I am sure alot of people dealt with homophobic grandparents which is a big personal problem for me. My grandpa is the typical stereotypical republican conservative christian who watches fox news and tried to convince to go to the anti obama movie. My grandma has her views but she is more respectful and civil about them. My grandpa cannot even talk to a gay person because I have gay relatives and at a family reunion he basically just ignored a gay relative when everyone who is mostly conservative was civil to him. He almost wore his anti gay pin but was yelled at by my uncle to take it off. Sadly I will never have a grandpa I will come to respect. My other grandpa died 40 years ago and the grandpa I have known today i can barely relate to. I would appreciate stories and feedback on how to deal with grandparents. I think fully coming out will break the barriers in my family and end all the homophobia because it ns not like my gay relative was disowned.
If assuming your grandparents are reasonably educated and open-minded, they will be understanding and sympathetic to you if you choose to come out. My nan is 83 and credit to her, she told me of her 'happiness' that I am now comfortable in my own skin. Plus they would not want to offend your parents by disrespecting you.
It might make him think about what he says a little more. There's no guarantee, you know him better than any of us do. You're not required to share with people, it might be enough to give him pause about his comments. It would be a really beautiful thing if he promised to accept and love/support you, but again, there's no guarantee.

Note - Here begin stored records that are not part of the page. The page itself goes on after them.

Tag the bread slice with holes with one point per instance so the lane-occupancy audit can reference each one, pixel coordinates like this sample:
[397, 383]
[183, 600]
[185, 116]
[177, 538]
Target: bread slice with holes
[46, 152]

My two cents--There are probably a lot of grandparents out there who will value their love for you and the relationship they have with you more than whatever religious, moral, or generational issues they have with homosexuality. But there are also those who are simply too set in their ways, too convinced of the righteousness of their position, and basically too judgmental to ever come around. I worry about that with my mother, who is the age of most EC member's grandparents. I think that for people of a certain generation who were raised to accept all types of bigotry as being normal and acceptable there are simply limits to what their minds can adapt to. Obviously there are openminded 80 year olds but they may be a smaller percentage of the whole. At that point you may have to choose your battles. Best wishes.